The 2014 Report on Legislation Related to Food and Farming was released this week by Roots of Change — a self-described “think-and-do tank” for the food movement — and the California Food Policy Council, a coalition of 19 local food policy councils and agricultural alliances from throughout the state, including ones in Oakland, Berkeley, and Richmond.

The report offers a brief analysis of the 22 pieces of legislation that the food policy councils, collectively, agreed would have a positive impact on the food system, and then catalogues the voting records of each state senator and assembly member on the fifteen bills that made it to an actual vote. Bills that passed both houses of the legislature and were approved by Governor Brown included a law designed to protect farm workers from sexual harassment and another that established a Farm to Fork office focused on providing healthy food to low-income Californians.

As the report notes, “The variety of legislation, whether successful or not, is representative of a food movement beginning to articulate its priorities in the Legislature.”

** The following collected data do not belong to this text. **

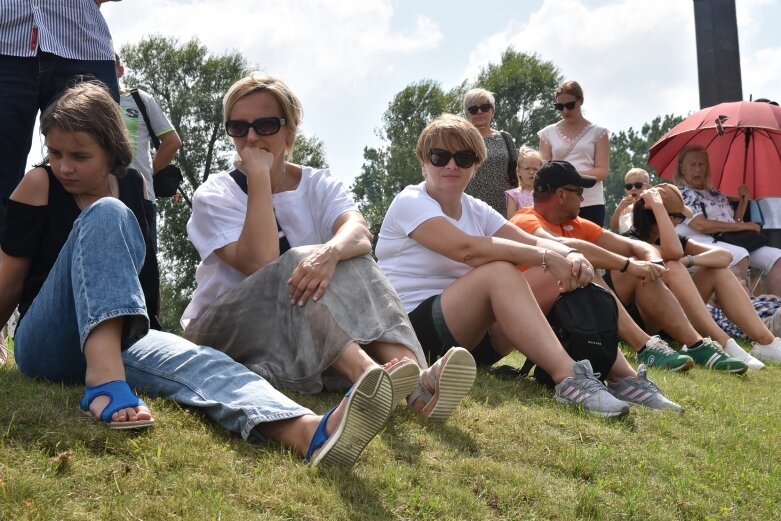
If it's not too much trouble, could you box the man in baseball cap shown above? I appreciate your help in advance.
[533,160,597,193]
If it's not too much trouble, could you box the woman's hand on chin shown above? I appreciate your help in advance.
[237,145,274,180]
[287,245,339,306]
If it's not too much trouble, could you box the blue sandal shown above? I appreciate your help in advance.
[80,380,155,430]
[305,366,393,467]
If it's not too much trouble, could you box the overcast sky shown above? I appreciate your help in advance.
[29,0,781,187]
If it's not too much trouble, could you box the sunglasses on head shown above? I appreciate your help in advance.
[554,100,577,111]
[467,103,493,115]
[225,117,287,137]
[624,182,645,190]
[429,148,478,168]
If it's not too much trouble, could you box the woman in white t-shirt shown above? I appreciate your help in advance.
[182,73,474,422]
[376,114,632,418]
[538,80,609,226]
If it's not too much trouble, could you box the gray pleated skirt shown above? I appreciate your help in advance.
[184,246,426,393]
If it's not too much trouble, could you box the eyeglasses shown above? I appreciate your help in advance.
[624,182,646,190]
[559,186,584,196]
[554,101,577,111]
[466,103,493,115]
[225,117,287,137]
[429,148,478,168]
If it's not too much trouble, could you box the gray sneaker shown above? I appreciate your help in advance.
[554,360,630,418]
[607,365,684,413]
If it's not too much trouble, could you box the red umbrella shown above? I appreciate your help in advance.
[648,101,781,198]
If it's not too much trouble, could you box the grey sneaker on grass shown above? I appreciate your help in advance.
[607,365,684,413]
[554,360,630,418]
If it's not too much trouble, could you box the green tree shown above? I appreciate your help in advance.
[474,49,561,147]
[121,36,329,331]
[352,80,456,240]
[604,114,684,226]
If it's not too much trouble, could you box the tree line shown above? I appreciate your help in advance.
[120,35,681,331]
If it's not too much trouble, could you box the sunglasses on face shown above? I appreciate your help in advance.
[429,148,478,168]
[225,117,287,137]
[624,182,646,190]
[560,186,584,196]
[554,100,577,111]
[466,103,493,115]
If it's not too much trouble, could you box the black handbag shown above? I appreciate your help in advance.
[130,89,183,198]
[152,164,183,198]
[713,230,769,252]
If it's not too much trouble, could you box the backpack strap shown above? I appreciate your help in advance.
[129,89,161,150]
[227,168,291,254]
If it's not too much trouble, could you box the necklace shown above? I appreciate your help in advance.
[75,176,116,210]
[271,162,287,194]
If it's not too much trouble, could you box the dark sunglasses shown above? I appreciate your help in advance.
[429,148,478,168]
[225,117,287,137]
[554,100,577,111]
[624,182,645,190]
[559,186,584,196]
[467,103,493,115]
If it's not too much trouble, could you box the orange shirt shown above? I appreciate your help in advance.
[511,207,605,242]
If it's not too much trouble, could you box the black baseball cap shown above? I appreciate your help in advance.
[533,160,597,192]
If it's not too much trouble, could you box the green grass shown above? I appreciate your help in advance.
[2,346,781,521]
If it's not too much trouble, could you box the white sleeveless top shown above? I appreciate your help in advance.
[538,122,609,208]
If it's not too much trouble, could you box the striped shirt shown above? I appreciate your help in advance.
[0,0,117,60]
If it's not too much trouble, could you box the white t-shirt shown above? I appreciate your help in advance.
[376,182,507,312]
[182,167,358,327]
[119,89,175,199]
[538,123,609,208]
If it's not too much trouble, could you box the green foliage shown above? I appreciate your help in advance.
[352,49,561,243]
[474,49,561,147]
[120,35,247,331]
[605,114,685,224]
[120,36,328,331]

Still, landmark legislation that would have required GMO labeling and warning labels for sweetened beverages — to name two notable examples — both failed at various points in the legislative process. According to Oakland Food Policy Council director Esperanza Pallana, those failures are indicative that, when it comes to issues of food equity and sustainability, the California legislature is still largely controlled by corporate interests.

For instance, Dimock highlighted SB 1000, the sugary beverage bill, as a specific example where the millions of dollars that PepsiCo and the rest of the beverage industry spent on lobbyists ultimately killed the bill.

“We have the many, but not the money,” Pallana said. “It’s going to take a very determined and assertive approach in our legislature to make changes.”